Asynchronous Streams

Asynchronous streams handle scenarios where data extraction happens over multiple steps:

  1. Creation: You request a job to be created (like a report generation)
  2. Polling: You periodically check if the job is complete
  3. Download: Once the job is complete, you download the results

This approach is necessary for APIs that handle large datasets or resource-intensive operations that cannot be completed in a single request-response cycle.

When to Use Asynchronous Streams

Use asynchronous streams when:

  • The API requires you to trigger a job and wait for it to complete
  • You're working with large datasets that need server-side processing
  • The API documentation mentions job creation, status checking, and result download
  • Data generation takes too long to be handled in a single request

Common examples include analytics report generation, large data exports (like SendGrid contacts), complex data processing operations, and batch-processed operations.

Configuring an Asynchronous Stream

To make an existing stream asynchronous, at the top-right of the stream configuration, select Request type > Asynchronous Job.

To create a new stream as an asynchronous stream, click the + add stream button, and select Request type> Asynchronous Job.

An asynchronous stream in the Connector Builder UI is divided into three main tabs:

1. Creation Tab

The Creation tab configures how to request that a job be created on the server.

Creation Tab

Key Components:

  • URL: The full URL that the request should be sent to to create the job
  • HTTP Method: Typically POST for job creation, but this can vary by API
  • HTTP Response Format: Format of the response from the job creation request. This will also be used for the polling response.
  • Authentication: Authentication method for the creation request
  • Request Options: Headers, query parameters, and request body for the creation request

Example Configuration (SendGrid):

In the UI, for the SendGrid contacts export, you would configure:

  • URL field: https://api.sendgrid.com/v3/marketing/contacts/exports
  • HTTP Method dropdown: POST
  • In the Authentication section:
    • Select Bearer Token authentication type
    • Fill out the API Key user input with your SendGrid API key

2. Polling Tab

The Polling tab defines how to check the status of a running job.

Polling Tab

Key Components:

  • URL: The full URL that the request should be sent to to check the status of the job. Use the {{ creation_response }} variable to reference the response from the creation request when constructing this URL.
  • HTTP Method: Typically GET for status checking, but this can vary by API
  • Status Extractor: Extracts the job status from the response
  • Status Mapping: Maps API-specific status values to standard statuses
  • Download Target Extractor: Extracts the URL or ID for downloading results

Status Extractor and Status Mapping Explained

The Status Extractor and Status Mapping work together:

  1. Status Extractor defines a path to extract the status value from the API response. It uses a field path to point into the JSON response to find the status value.

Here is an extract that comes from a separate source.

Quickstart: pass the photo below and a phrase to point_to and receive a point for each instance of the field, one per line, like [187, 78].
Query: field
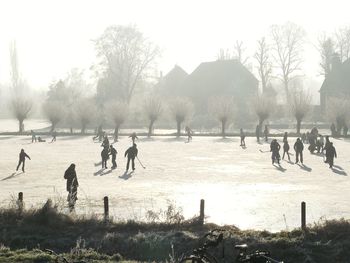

  2. Status Mapping maps the extracted status values to standard connector statuses:

    • Completed: Job finished successfully and data is ready for download
    • Failed: Job encountered an error and cannot be completed
    • Running: Job is still processing, need to keep polling
    • Timeout: Job took too long to complete, should be aborted

For each of these, you should put all of the possible status values that the API might return which indicate that the job is in that state.

The connector first uses the Status Extractor to get the raw status value, then uses the Status Mapping to determine what action to take next.

Download Target Extractor Explained

The Download Target Extractor works similarly to the Status Extractor but extracts a download URL or identifier from the successful API response. This extracted value will be used in the Download stage to retrieve the data.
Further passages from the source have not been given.